No había que ser pitonisa para advertir que desde el 28 de julio del 2016, tal como estaba distribuido el poder, llegar en cinco años al bicentenario era el camino del infierno empedrado de buenas intenciones. Un gobierno hiperminoritario y una oposición sobremayoritaria no se relacionan bien aquí ni en ninguna parte, por más que su distancia ideológica sea pequeña (como ocurrió entre PpK y Fuerza Popular).
La confrontación sobrevino. En el camino, cayó PPK y Keiko está presa, y sus partidos, seriamente diezmados. Estamos, ya se ha repetido varias veces, delante de un gobierno chico (pequeño núcleo de decisión) sin partido, (casi) sin bancada y sin apoyo social organizado, frente a una oposición disminuida, ganada por un conservadurismo cuya medianía abona al bajo debate público, no muy distinta del resto de bancadas.

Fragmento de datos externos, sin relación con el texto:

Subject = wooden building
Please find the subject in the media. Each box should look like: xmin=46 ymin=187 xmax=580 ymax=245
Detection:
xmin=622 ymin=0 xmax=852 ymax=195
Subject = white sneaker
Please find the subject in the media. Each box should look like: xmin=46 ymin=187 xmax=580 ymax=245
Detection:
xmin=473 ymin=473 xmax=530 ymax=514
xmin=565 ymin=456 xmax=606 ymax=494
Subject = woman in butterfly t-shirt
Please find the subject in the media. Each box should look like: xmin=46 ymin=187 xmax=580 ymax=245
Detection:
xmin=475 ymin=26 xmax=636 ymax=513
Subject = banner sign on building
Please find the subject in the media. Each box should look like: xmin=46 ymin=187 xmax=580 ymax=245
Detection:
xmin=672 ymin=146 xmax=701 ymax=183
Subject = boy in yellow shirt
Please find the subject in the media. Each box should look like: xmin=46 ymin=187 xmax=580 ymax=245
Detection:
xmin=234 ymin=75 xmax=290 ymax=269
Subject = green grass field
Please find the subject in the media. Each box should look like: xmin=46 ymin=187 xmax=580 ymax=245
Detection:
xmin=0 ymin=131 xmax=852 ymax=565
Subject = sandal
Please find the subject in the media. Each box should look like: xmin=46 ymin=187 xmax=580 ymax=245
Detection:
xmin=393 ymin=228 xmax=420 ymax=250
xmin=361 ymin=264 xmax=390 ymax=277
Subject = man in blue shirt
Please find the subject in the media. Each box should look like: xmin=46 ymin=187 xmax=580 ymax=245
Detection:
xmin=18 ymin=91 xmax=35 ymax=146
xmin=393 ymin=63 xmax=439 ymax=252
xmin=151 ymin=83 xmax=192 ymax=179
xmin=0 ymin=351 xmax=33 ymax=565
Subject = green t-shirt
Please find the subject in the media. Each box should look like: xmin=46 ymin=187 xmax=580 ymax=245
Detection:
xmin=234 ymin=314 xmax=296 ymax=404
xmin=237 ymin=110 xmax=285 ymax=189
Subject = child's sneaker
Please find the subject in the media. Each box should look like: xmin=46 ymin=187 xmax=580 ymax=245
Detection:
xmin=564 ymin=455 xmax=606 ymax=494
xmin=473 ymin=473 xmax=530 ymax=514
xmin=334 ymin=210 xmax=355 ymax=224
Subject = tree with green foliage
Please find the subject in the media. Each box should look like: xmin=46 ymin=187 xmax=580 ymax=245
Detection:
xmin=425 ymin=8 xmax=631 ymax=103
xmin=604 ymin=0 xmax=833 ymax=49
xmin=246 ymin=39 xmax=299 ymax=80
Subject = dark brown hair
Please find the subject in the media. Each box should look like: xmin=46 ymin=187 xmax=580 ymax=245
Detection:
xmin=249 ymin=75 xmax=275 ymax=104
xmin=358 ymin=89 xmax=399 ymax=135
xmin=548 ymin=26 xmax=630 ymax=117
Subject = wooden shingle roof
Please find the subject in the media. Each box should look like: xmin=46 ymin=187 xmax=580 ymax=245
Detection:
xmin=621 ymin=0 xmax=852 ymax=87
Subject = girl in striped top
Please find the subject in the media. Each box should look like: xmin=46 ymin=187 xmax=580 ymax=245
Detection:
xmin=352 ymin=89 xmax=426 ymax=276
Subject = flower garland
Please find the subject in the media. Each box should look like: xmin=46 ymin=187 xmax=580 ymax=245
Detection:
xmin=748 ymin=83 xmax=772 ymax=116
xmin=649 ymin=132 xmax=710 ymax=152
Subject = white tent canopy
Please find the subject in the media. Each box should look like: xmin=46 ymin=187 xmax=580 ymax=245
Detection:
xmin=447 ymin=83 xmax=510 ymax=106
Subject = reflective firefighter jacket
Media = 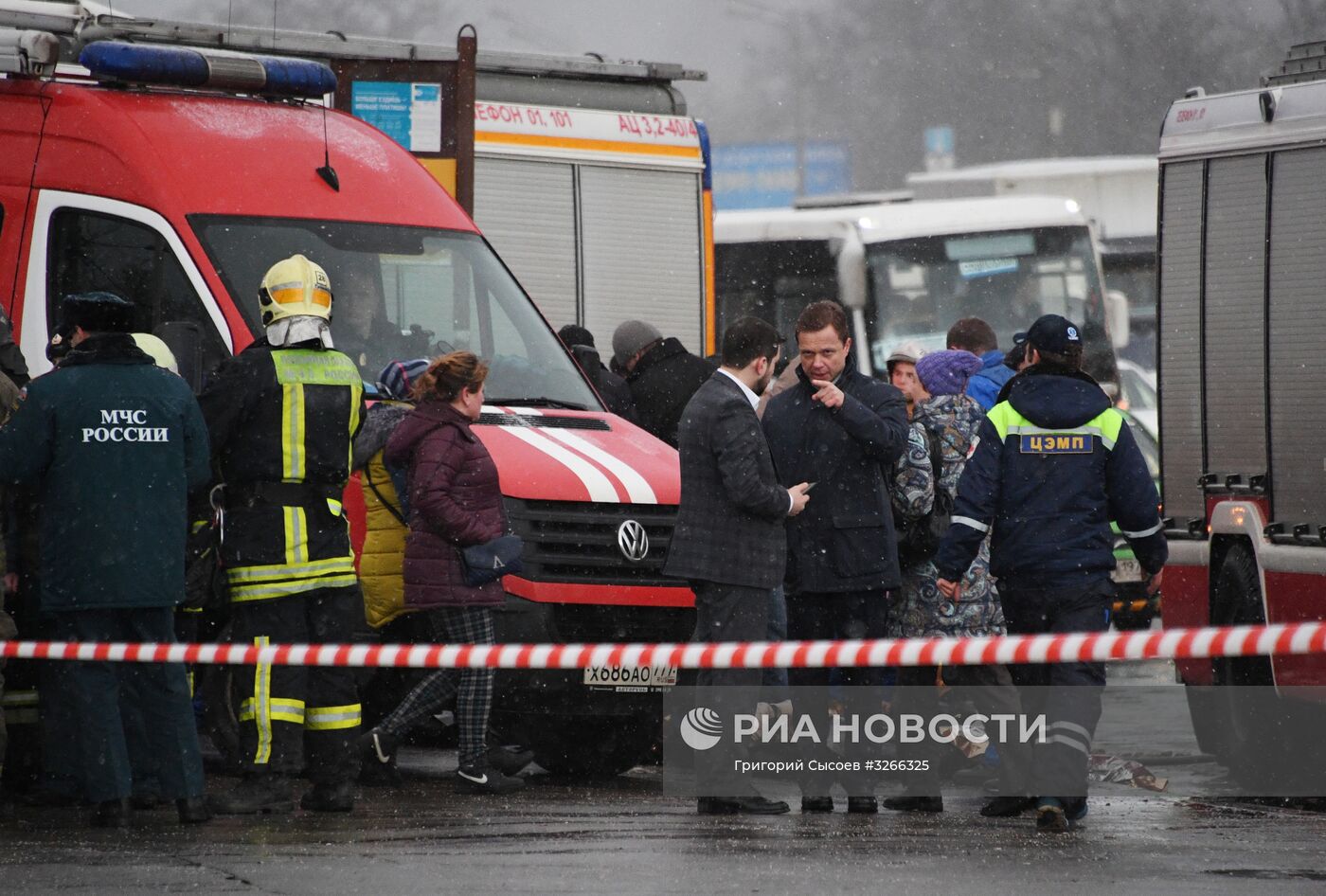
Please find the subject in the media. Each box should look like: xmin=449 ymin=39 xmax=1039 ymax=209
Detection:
xmin=199 ymin=339 xmax=364 ymax=601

Tenemos un presidente constitucional por sucesión, pero de un gobierno que no tiene nada que ver con el de PPK, aunque forme parte de un mismo período de mandato. Pero la distancia que separa a PPK (presidente) y Vizcarra (vicepresidente) también se pudo manifestar en una sucesión si se hubiera tratado de Alejandro Toledo y David Waisman, Alan García y Luis Giampietri, u Ollanta Humala y Omar Chehade. Los unía solo el haber candidateado juntos. Y estamos frente a un escenario no muy distinto si Alejandro Toledo, Alan García y Ollanta Humala hubieran tenido una bancada pequeña y una oposición con 73 congresistas. La vacancia presidencial hubiera estado también a la orden del día.
La propuesta de la Comisión de Alto Nivel para la Reforma Política tenía entre sus objetivos no repetir el escenario en el que un presidente esté tan indemne delante de una oposición, sin que el Congreso pierda sus funciones esenciales. Esto no fue entendido así –en la mayoría de los casos, porque ni siquiera se leyó la propuesta– y la reforma fue zarandeada por una confrontación entre poderes que no cesará.
No hay nada que nos indique que lo vivido en los tres últimos años sea distinto en los próximos dos. La seria crisis institucional está arrastrando los ámbitos sociales y económicos. La obstrucción, bloqueo y parálisis que desata el conflicto entre los poderes produce ira, desencanto y desafección que corroe el tejido social de nuestro país. No hay en este escenario una buena y mágica solución. Quizá solo la menos mala.
El recorte del mandato y el adelanto de elecciones no es lo más óptimo para el país, pero es demandado por la gente. A la gente no se le debe hacer caso siempre, por ejemplo, en su pedido de “cierre del Congreso”, pero no se le puede dejar totalmente de lado, pues en ella reposa también la legitimidad. No aprobar el adelanto de elecciones, la renuncia o vacancia presidencial nos lleva al 2021, constitucional, pero con un país como una olla a presión que quiere, mayoritariamente, que se vayan todos.
En ese contexto, la propuesta presidencial ha colocado una meta, el 2020, que no se puede soslayar. La doble legislatura con votación calificada, para prescindir del referéndum, es una vía menos costosa política y económicamente. Esta salida tiene, además, el agregado de que flexibiliza los plazos del cronograma electoral. Sin embargo, también es cierto que se tiene delante a parlamentarios que carecen de incentivos, pues no hay reelección y la mayoría no pertenece a un partido político, por lo que el gobierno tiene que negociar. Una elección en el 2020 no necesariamente producirá una mejor representación, sobre todo cuando estará regulada por casi las mismas reglas. Pero siempre se abre una oportunidad y no se debe desaprovechar (El Comercio, lunes 19 de agosto del 2019).